Around 18,000 Bolivians are living with HIV/AIDS. Young people between the ages of 10 and 24 account for more than a third of the Bolivian population, and 67 per cent of reported cases of HIV/AIDS are people aged 35 and under. According to UNICEF, the incidence of HIV/AIDS has grown at an average annual rate of 26 per cent since the year 2000.
Only a quarter of those living with HIV/AIDS receives the necessary antiretroviral treatment needed to manage the illness. This is because, in poor areas, residents struggle to access healthcare and some never even receive a diagnosis.
Reported HIV/AIDS cases are concentrated in the departments with the highest populations including La Paz, Santa Cruz and Cochabamba, which together, account for 89 per cent of the country’s HIV/AIDS cases.

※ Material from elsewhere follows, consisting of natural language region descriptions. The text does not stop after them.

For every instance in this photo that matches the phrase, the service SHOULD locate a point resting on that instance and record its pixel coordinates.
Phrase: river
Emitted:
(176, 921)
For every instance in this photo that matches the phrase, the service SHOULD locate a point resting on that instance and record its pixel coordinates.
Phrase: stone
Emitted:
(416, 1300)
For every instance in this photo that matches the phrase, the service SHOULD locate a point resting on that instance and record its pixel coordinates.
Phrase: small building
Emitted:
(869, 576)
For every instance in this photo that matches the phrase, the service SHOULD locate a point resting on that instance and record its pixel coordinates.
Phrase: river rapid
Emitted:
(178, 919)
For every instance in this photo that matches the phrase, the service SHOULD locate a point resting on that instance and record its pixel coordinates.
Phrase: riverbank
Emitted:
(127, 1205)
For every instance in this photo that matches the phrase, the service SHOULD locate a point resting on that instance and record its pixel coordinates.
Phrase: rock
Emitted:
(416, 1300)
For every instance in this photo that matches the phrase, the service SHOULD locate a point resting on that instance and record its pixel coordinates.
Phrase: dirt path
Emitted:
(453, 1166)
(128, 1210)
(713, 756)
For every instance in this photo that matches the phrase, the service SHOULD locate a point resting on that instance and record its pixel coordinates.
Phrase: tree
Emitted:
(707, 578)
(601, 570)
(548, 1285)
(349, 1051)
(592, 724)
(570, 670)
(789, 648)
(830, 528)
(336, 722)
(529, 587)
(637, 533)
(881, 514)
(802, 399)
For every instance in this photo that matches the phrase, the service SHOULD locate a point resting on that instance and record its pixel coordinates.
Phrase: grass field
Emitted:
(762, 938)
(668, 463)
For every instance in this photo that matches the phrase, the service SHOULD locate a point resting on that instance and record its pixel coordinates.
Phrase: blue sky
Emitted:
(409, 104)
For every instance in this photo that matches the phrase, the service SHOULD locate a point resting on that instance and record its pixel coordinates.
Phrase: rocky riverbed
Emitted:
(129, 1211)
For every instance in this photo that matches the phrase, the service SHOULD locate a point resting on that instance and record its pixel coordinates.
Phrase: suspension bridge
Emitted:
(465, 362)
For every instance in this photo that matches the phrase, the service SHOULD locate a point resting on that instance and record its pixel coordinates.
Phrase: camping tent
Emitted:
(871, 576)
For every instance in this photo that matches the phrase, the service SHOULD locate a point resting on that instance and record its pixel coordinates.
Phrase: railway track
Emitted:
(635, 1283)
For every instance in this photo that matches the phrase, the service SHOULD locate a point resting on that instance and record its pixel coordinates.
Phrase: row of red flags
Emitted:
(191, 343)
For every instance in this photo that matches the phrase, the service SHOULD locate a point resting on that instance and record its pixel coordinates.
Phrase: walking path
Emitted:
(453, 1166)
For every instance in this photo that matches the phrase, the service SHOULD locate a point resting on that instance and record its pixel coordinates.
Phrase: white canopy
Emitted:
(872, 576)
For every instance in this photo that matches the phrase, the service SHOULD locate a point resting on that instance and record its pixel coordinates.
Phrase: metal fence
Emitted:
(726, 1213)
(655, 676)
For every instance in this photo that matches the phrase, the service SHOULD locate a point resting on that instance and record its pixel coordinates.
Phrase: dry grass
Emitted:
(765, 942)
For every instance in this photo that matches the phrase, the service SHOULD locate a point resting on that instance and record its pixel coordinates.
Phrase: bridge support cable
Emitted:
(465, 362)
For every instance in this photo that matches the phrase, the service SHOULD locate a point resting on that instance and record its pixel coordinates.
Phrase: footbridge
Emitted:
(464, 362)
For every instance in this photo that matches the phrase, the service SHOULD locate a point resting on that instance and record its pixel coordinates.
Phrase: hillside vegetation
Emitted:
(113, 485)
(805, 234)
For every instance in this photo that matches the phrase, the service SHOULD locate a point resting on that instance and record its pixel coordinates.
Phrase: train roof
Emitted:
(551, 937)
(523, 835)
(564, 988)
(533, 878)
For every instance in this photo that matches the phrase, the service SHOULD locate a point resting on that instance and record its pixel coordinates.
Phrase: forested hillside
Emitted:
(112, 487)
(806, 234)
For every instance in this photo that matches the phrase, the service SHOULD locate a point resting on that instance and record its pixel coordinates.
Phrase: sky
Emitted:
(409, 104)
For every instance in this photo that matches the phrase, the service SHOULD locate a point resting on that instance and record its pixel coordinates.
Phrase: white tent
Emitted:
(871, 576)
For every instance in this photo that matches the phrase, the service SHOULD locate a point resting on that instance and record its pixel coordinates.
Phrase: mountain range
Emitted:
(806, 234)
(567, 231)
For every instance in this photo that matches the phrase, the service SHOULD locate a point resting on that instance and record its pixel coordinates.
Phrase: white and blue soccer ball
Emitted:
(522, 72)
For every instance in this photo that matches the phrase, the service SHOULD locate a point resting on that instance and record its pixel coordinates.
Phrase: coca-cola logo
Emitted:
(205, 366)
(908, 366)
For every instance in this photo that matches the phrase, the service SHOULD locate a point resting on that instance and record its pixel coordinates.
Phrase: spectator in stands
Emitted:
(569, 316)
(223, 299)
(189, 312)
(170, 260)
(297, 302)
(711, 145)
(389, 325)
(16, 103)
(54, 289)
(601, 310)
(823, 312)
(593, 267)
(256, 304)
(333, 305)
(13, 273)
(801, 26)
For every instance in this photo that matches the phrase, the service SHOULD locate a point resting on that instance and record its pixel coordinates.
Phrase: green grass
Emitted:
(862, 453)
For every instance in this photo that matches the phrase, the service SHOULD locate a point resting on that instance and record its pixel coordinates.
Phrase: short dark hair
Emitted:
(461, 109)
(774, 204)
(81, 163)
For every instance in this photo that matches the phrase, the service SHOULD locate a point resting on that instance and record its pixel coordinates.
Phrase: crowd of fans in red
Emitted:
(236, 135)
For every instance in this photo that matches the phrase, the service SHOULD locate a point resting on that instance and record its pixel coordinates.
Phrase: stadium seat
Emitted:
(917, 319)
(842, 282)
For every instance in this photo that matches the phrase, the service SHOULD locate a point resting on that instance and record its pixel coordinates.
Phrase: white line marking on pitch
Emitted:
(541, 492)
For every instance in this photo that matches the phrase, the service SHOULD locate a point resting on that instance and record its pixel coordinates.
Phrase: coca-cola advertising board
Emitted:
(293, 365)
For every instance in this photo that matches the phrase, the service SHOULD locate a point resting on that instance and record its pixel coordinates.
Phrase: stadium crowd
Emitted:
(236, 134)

The government in Bolivia is highly influenced by the Church. As a result gay, bisexual, transgender individuals and men who have sex with men have been discriminated against and have less access to prevention services.
Instituto Para El Desarollo Humano (IDH) was established in 1997 to address HIV/AIDS and related issues in Bolivia, through prevention and attention services for people living with, or at risk of contracting, HIV/AIDS in Cochabamba.
IDH’s goal is to help improve the quality of life of the population, particularly in rural areas, through the development of programmes based on research, educational promotion and participatory action.
IDH currently works on two programmes. The first, SidAccion, is a holistic programme that offers direct medical support to people living with HIV/AIDS. As part of this programme, IDH holds an annual weeklong fair on HIV awareness that is attended by over 25,000 people.
The second programme, MediAccion, focuses on advocacy, working with schools for the prevention of HIV/AIDS, sexual violence and drug use among children and young people.
In 2015, IDH – with its strong links with governmental and non-governmental entities and networks, both within Bolivia and internationally – reached 21,915 direct beneficiaries.